La République démocratique du Congo fait face à une nouvelle résurgence de l’épidémie Ebola au Nord-Kivu. Face à la confirmation de trois cas suivis de décès dans les zones de santé de Goma, Katwa et Beni, le gouverneur militaire, le général Kukule Somo, a pris une mesure radicale : l’interdiction formelle de transporter un corps sans vie sans l’autorisation expresse des autorités sanitaires compétentes. Cette décision, annoncée ce mardi 19 mai, vise à stopper net la propagation de ce virus mortel qui continue de hanter l’est du pays.
Pourquoi une telle sévérité autour des dépouilles ? Peu de Congolais mesurent le danger biologique que représente un cadavre infecté par Ebola. Le virus, en effet, ne meurt pas avec son hôte. Au contraire, il atteint son pic de contagiosité dans les heures qui suivent le décès, rendant le corps extrêmement dangereux lors des toilettes funéraires, des rites traditionnels ou même d’un simple contact. Imaginez une batterie encore chargée après que l’appareil soit éteint ; le corps reste un réservoir actif du virus Ebola pendant plusieurs jours. Transporter un défunt sans précautions, c’est risquer de contaminer toute une communauté en quelques heures.

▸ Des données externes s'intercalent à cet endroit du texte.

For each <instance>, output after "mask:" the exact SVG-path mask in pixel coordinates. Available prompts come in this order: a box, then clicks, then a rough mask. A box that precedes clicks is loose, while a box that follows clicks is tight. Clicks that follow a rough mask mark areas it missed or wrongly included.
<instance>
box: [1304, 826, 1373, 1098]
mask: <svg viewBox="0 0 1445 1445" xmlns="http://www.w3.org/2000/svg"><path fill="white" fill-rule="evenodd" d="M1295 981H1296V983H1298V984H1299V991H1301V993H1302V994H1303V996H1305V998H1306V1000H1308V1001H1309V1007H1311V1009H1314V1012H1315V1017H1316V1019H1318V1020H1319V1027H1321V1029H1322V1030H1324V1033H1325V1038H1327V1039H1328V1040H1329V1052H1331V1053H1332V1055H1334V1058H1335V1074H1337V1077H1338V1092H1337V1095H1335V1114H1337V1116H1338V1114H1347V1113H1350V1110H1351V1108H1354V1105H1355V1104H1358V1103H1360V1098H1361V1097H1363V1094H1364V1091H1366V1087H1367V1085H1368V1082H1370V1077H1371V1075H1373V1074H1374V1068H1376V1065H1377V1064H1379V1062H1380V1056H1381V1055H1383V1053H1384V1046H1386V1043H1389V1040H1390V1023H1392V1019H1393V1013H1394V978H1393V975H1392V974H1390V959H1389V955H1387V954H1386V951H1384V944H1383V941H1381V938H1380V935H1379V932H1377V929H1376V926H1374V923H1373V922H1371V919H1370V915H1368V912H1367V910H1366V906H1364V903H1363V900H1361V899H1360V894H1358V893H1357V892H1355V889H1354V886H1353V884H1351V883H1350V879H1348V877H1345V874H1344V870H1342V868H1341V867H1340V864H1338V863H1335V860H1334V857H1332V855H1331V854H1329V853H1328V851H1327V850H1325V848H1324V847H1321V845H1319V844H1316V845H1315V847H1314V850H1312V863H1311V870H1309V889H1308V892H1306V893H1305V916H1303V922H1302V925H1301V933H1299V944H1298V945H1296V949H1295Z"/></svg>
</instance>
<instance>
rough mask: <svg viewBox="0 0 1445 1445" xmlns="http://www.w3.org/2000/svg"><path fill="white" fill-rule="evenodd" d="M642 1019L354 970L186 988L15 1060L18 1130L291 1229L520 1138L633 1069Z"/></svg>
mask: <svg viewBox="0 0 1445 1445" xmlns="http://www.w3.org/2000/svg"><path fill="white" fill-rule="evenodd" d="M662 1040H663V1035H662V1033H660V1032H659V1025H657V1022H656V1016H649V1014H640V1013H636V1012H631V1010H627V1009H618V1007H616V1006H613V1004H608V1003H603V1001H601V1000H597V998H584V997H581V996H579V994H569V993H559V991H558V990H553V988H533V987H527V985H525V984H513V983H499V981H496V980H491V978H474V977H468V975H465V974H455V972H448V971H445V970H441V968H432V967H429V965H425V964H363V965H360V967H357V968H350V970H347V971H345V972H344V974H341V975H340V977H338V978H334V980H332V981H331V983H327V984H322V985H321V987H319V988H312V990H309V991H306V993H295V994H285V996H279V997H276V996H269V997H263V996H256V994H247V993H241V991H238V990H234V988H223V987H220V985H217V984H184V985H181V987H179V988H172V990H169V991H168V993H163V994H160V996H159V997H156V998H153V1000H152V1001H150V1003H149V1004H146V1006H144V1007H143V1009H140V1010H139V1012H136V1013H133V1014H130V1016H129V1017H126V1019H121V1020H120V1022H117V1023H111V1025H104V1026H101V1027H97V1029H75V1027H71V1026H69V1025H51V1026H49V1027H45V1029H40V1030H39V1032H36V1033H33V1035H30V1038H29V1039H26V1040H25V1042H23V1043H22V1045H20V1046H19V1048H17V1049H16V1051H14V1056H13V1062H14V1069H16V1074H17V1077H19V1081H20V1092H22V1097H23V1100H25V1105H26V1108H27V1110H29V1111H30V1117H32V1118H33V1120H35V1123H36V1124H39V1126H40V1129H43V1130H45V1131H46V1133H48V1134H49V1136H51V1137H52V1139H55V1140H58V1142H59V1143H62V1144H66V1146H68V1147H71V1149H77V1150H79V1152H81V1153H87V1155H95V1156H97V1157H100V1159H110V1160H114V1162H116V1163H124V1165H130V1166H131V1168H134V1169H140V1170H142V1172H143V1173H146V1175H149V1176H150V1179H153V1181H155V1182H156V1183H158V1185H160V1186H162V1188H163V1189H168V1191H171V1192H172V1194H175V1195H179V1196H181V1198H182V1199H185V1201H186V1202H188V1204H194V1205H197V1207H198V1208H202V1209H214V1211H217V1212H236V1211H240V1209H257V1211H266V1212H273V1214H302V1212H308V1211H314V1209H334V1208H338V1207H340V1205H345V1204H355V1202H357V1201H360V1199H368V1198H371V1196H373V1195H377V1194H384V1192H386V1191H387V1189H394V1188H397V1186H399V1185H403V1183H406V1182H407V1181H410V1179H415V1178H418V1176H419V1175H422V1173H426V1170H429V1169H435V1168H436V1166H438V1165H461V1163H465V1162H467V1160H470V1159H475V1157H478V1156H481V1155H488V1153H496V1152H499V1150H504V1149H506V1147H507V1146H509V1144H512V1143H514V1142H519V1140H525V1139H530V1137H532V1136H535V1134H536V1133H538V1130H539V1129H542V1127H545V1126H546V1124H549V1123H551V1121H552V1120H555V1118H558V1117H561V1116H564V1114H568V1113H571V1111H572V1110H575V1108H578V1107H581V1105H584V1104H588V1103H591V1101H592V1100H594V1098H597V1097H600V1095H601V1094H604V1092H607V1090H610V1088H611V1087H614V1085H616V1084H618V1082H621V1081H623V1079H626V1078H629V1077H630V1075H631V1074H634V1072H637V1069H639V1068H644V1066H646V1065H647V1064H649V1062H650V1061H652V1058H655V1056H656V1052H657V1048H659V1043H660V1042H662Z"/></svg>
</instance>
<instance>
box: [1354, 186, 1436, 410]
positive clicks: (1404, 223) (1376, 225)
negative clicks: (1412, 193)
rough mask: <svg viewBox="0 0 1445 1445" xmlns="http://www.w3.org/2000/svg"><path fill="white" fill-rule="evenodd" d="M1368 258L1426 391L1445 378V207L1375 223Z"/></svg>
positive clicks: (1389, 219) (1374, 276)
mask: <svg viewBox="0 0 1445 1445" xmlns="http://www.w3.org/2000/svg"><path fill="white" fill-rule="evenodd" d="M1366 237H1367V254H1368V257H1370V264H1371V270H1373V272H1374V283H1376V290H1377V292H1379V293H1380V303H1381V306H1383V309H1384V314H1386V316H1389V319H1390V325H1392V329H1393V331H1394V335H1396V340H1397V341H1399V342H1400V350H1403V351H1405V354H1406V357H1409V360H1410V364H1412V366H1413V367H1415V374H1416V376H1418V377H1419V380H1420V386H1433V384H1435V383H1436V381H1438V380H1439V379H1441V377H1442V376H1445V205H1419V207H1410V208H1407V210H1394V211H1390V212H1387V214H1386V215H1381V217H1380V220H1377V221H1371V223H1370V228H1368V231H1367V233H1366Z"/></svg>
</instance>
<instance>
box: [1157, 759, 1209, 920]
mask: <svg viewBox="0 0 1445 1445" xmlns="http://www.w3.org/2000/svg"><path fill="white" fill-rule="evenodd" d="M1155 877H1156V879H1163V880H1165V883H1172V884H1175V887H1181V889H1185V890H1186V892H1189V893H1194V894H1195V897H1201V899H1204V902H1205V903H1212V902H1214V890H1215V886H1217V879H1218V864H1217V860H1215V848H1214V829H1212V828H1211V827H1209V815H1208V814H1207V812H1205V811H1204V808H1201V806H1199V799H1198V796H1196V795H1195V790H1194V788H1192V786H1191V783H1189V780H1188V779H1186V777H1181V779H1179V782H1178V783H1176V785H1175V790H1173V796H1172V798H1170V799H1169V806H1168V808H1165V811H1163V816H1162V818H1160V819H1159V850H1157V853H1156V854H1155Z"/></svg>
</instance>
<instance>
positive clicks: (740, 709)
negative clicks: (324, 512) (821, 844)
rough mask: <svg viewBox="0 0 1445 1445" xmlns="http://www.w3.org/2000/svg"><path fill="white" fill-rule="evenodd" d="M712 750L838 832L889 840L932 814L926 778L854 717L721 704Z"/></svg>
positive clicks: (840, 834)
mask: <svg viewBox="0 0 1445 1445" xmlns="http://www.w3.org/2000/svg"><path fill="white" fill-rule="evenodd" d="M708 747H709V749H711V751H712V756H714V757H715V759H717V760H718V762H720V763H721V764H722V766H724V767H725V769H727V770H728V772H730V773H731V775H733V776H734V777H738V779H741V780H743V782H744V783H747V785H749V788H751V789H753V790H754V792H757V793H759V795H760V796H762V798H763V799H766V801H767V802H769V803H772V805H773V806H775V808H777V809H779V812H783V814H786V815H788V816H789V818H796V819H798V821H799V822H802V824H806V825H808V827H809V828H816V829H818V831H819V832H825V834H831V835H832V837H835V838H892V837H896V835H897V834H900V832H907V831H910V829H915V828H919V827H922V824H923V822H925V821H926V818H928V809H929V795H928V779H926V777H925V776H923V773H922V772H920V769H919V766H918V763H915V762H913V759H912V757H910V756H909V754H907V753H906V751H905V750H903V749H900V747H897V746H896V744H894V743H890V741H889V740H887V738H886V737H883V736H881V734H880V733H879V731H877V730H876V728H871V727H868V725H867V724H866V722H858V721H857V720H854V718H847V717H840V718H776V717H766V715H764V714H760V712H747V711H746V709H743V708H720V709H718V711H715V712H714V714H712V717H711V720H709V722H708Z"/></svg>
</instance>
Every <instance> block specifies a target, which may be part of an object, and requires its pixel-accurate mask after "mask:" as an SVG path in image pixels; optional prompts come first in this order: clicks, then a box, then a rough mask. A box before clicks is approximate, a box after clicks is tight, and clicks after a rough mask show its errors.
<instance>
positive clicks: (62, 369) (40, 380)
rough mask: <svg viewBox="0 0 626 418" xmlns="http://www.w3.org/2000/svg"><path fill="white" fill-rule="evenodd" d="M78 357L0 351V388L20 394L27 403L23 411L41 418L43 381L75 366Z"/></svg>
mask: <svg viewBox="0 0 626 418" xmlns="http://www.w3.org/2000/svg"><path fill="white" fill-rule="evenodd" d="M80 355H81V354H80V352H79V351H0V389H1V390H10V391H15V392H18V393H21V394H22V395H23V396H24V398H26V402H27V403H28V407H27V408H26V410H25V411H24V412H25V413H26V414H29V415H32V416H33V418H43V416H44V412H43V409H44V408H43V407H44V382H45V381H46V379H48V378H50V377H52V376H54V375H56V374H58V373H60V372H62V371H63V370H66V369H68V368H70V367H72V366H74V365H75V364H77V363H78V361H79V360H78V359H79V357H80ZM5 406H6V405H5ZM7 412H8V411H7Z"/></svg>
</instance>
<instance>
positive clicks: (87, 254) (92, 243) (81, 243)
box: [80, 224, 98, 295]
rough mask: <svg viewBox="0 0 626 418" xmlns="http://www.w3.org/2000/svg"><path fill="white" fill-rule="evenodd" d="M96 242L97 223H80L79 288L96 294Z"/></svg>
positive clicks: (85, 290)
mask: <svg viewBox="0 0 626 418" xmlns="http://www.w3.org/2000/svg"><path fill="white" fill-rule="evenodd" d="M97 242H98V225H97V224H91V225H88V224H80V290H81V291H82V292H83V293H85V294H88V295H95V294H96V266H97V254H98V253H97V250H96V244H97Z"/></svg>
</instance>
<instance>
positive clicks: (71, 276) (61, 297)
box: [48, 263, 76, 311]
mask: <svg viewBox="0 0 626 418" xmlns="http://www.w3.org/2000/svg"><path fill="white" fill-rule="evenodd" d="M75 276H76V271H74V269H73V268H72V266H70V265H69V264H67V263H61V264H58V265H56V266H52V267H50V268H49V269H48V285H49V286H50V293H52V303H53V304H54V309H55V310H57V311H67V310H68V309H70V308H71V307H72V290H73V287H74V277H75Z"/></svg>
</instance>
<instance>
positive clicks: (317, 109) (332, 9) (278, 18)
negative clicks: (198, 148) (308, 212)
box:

Le gouverneur Kukule Somo, médecin de formation, sait que le respect des gestes barrières est la seule arme efficace contre cette épidémie Ebola. C’est pourquoi sa décision ne s’est pas limitée aux corps sans vie. La conseillère provinciale en charge de la santé, Prisca Kamala Luanda, a détaillé un train de mesures sanitaires drastiques en RDC qui touchent tous les modes de transport. Les taximens motards, souvent appelés « wewa » à Goma, ne sont désormais autorisés à transporter qu’un seul passager. Cette restriction, bien que contraignante, réduit les contacts physiques prolongés qui pourraient aiguiller la transmission du virus. Quant aux voitures communément appelées « Ya Leo-Leo », ces taxis collectifs emblématiques du Nord-Kivu, leurs chauffeurs doivent impérativement respecter la capacité d’accueil du véhicule, sans surcharge. Chaque passager supplémentaire augmente exponentiellement les risques de contamination en cas de présence, même asymptomatique, du virus.
Ces mesures sanitaires en RDC s’accompagnent d’un contrôle systématique à tous les points d’entrée et de contrôle. Lavage des mains et prise de température sont devenus obligatoires. « A chaque point d’entrée, au point de contrôle ou même dans les espaces publics, acceptez de vous laver les mains et de vous soumettre à la prise de température par un agent de santé », a insisté Prisca Kamala. L’hygiène des mains, ce geste simple mais salvateur, devient un rempart. Les chiffres de l’Organisation mondiale de la Santé montrent qu’un lavage régulier au savon ou au chlore peut réduire jusqu’à 50 % le risque de propagation des virus émergents.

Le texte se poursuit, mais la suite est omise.